By Dawn Reicher ARNP
The Times 



February 17, 2022

DAYTON­—Columbia County Health Systems (CCHS) is proud to announce a new program for 2022 called Partners Improving Patient Health (PIPH). This program came out of a multi-year grant awarded to CCHS by the U.S. Health Resources and Services Administration (HRSA) to help evolve the way we care for patients with chronic obstructive pulmonary disease (COPD), congestive health failure (CHF), and cardiovascular disease (CVD), including difficult to control hypertension (high blood pressure, HTN) and those who have had myocardial infarctions (heart attacks, MI).

Our community partners in this program include Elk Drug, Aging and Long-Term Care, WA Dept of Health, DSHS, Hospice of Walla Walla and more. The first year of this grant allows for a planning phase. Currently, we are holding weekly meetings involving CCHS and Clinics administration and a variety of CCHS staff from analytics specialists to nurses and providers. We are working with our Health Resources and Services Administration (HRSA) contacts to help us with various grant requirements and reports. The initial process of putting together our list of patients that qualify for the three arms of the program is time-consuming in itself.

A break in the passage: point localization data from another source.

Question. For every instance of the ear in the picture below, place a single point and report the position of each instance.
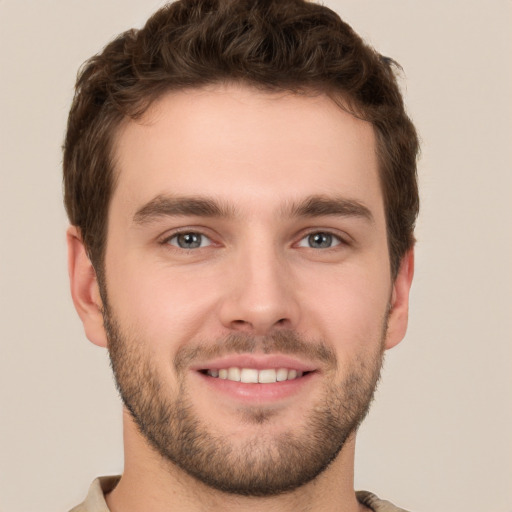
(399, 307)
(84, 288)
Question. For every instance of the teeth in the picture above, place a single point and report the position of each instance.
(249, 375)
(267, 376)
(234, 374)
(253, 376)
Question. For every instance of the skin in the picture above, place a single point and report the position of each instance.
(254, 154)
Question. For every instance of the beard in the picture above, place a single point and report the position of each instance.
(266, 463)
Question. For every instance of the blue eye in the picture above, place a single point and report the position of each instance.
(189, 240)
(320, 240)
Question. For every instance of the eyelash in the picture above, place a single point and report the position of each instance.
(335, 237)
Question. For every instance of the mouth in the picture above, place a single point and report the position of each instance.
(255, 375)
(257, 378)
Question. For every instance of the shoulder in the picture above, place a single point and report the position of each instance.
(375, 503)
(95, 499)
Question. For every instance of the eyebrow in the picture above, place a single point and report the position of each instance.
(168, 206)
(313, 206)
(320, 206)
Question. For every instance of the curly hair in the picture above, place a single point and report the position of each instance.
(274, 45)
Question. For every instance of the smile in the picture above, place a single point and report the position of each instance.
(255, 376)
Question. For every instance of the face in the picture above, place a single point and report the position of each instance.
(248, 290)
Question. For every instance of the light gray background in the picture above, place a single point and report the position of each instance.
(439, 435)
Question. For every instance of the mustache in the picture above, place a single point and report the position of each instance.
(283, 342)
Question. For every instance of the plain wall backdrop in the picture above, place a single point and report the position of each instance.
(439, 437)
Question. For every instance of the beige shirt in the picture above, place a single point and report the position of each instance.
(95, 500)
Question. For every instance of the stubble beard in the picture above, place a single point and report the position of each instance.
(261, 465)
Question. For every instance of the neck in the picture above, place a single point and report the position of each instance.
(151, 483)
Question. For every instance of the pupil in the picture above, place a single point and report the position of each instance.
(189, 240)
(320, 240)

Currently, we are developing our list of possible participants, writing policies, printing education tools to help participants manage their disease, and doing research to make sure we are using the most current standards of care. The educational tools will be aimed at increasing participants’ knowledge of their disease, and since knowledge is power, ultimately empowering patients in self-care activities such as using their ‘as needed’ medications, familiarizing them with the medications they take, understanding what to do when things get worse, knowing what symptoms they should report to their Health Care Provider and which situations do require a higher level of care such as the Emergency Department (ED). We will seek to provide education programs for each disease and plan to use 1-on-1 home teaching and group opportunities. These group programs will include education, community partners, and contact with a pharmacist, respiratory therapist, Physical or Occupational therapists who can offer additional knowledge to our participants.

A primary goal, and one of the purposes of the grant program, is preventing ED visits and hospitalizations. This decreases the cost of care for the patient and, more importantly, shows we are developing a better way of providing care by preventing sudden disease symptoms. Another core goal is to decrease disease stress on patients and their families. Future goals include meeting our participants at the time of their discharge from the hospital to help them understand their hospital care, disease changes, and medication changes. Research shows that working with patients to understand these changes can prevent hospital readmission, which is a common and costly event for patients in health care today. We also hope to begin contacting participants who have ED visits related to the diseases this program is focusing on, which may require changes to the participants’ current plan of care. There is simply not enough time in clinic appointments to cover all these important things and spend enough time to help patients truly understand their chronic disease and its care and treatment. The PIPH program seeks to both address those time constraints and offer opportunities to care for our patients more thoroughly. We are excited to extend this program to our patients as a new model of care instead of the old ‘fee for service’ that we have now.